Despite the absence of fellow guard Mo Williams last night, CJ McCollum spent no more time on the court than usual. The nod went instead to 34 year old veteran Earl Watson, who saw the same number of minutes (12), but doesn’t normally play at all. This circumstantial perfect storm allows us a rare opportunity to compare the service of these two players as directly as possible.
Both players shot 100 percent from the field, though McCollum’s 4-4 (9 points) was far more impressive than Watson’s 1-1 (2 points). The point differential isn’t especially important because Watson is not intended to be a scorer. In fact, last night marked Watson’s first field goal of the season across 13 outings. However; it is certainly worth noting that McCollum has a more direct impact on the scoreboard.
He also looks a lot more comfortable on the floor. Regardless of who outranks who in career longevity, CJ McCollum has spent more time playing amongst his teammates than Earl Watson has. Watson looked out of sorts last night. Did anyone catch him attempting to intercept a pass for which he was not the intended recipient? The blunder resulted in one of his two turnovers (to McCollum’s one).
Leaving all that behind, let’s examine defense. Watson is an absolute liability. Do you know what happens when you’re too slow to defend your opponent? You commit FIVE fouls in 12 minutes. Hi guys, I’m a red flag. He would have fouled out two and a half times with starter minutes. McCollum, on the other hand, committed only two personals. His dearth of experience is balanced by young legs and a sharp mind.
Is anyone surprised that CJ McCollum outperformed Earl Watson? Probably not. My intention isn’t to convince you that McCollum has more to contribute anyway. It’s to illustrate a fundamental problem that will prevent him from succeeding with the Portland Trail Blazers unless it is resolved. McCollum barely registers as a priority to head coach Terry Stotts.
No Mo Williams to compete for minutes? Check. No Lance Stephenson to hamper execution? Check. Wesley Matthews struggling from the field? Check. Earl Watson in foul trouble? Check. How much more of a green light does Terry Stotts need to trust his prized rookie with a modicum of responsibility? It’s difficult to argue that big names win big games, when it was George Hill who burned Portland for a career high 37 points. A little more McCollum could have made a lot of difference.
So let’s broaden the scope. Terry Stotts has a reputation for neglecting the development of his young bench players. Do you see CJ McCollum having an impact this year? How about next year?

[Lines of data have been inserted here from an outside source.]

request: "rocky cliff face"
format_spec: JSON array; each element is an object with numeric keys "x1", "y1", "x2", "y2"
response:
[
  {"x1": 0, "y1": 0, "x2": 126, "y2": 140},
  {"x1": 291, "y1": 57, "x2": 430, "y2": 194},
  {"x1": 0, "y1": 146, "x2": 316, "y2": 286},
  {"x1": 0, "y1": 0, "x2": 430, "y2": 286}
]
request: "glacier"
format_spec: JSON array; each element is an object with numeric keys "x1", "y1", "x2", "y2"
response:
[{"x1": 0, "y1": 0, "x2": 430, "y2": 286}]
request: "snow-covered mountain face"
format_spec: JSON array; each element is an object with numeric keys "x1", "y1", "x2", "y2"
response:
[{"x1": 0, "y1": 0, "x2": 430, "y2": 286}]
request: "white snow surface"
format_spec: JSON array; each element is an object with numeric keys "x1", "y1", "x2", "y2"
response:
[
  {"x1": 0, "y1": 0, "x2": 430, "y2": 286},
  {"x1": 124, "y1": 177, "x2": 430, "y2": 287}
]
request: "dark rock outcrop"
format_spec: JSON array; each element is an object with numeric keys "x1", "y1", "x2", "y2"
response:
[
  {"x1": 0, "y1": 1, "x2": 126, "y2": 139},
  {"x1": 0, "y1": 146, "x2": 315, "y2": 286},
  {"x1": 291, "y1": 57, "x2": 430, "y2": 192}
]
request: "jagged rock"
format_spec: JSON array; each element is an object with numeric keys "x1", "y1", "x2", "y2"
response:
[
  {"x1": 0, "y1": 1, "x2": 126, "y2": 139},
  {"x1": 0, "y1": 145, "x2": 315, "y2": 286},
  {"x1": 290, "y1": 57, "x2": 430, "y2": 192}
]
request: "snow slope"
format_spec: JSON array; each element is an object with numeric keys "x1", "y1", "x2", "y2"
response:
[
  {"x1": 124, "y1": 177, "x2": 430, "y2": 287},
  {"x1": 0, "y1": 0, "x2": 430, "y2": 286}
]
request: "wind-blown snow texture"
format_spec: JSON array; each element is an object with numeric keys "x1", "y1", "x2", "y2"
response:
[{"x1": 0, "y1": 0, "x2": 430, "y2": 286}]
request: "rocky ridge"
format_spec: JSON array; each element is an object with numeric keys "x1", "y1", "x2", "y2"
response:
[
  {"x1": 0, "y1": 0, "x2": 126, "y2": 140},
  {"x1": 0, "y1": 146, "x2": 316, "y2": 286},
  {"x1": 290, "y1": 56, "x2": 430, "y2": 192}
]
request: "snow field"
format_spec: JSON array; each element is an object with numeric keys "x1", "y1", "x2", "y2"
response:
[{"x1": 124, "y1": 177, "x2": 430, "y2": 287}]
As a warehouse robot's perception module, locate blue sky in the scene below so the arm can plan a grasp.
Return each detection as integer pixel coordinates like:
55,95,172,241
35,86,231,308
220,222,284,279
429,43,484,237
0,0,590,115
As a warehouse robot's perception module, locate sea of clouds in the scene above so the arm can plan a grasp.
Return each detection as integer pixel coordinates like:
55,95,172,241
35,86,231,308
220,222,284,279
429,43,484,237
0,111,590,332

If Mo Williams re-signs as he hopes to, the Trail Blazers’ backcourt rotation will remain the same. McCollum could be waiting a long time to contribute at the level he is capable of.
The Trail Blazers could try to trade him for a toy that Stotts would play with as the deadline approaches, but I don’t think that’s the right move here. I would rather see him stifled than gone, and there isn’t a lot out there that the Trail Blazers could get more use out of in return. McCollum’s rookie contract is cheap enough that it won’t hurt to save him for a rainy day. The enormity of his potential cannot be ignored.
Despite opposition, I still contend that if (and that’s a big if) Portland tries to move anyone at the deadline, it should be Mo Williams. At least over CJ McCollum. The only reason to trade the 22 year old instead of the 31 year old that fills the same role is to make a championship run. The Trail Blazers aren’t close enough to the Larry O’Brien trophy to lose sight of the long term. McCollum is on his way up and Williams is in decline, but either trade seems unlikely:
“We can and we need to improve defensively with what we have now, because I don’t anticipate any roster changes. Our growth is going to have to come from within. Our young players are going to have to continue to improve, our starters are going to have to continue to remain engaged, and we have shown — we would not have the record that we have if it were not for our defense. We have played very good defense in spots, but we have just not been consistent with it.”
– Terry Stotts via Sean Deveney, Sporting News NBA
So when does age priority translate to the basketball court as well as the trade block? Now is the time to test McCollum. With Williams away from the team indefinitely, Stotts needs to give McCollum more run. If he continues to improve, I would like to see Stotts consider a shift upon Williams return. Not a drastic one, but McCollum should be hitting the 15 minute mark on a nightly basis at this point. Even Meyers Leonard averaged 17.5 during his rookie campaign.
In the short term (this season) McCollum will probably remain an afterthought. Given the way Stotts uses him (or doesn’t) there is no reason to believe that will change. He can have an impact, but he won’t have an impact. That’s going to have to wait at least a year or two. It’s more of a frustration than an atrocity, but many of the league’s best have had to wait their turn. Ever look at Steve Nash’s rookie season? Unfortunately, it’s up to Terry Stotts to prepare him for it.
The Trail Blazers selected CJ McCollum with the 10th overall pick of the 2013 NBA Draft. McCollum sat out 35 games with a broken foot and has averaged 5.2 points per game since joining the team.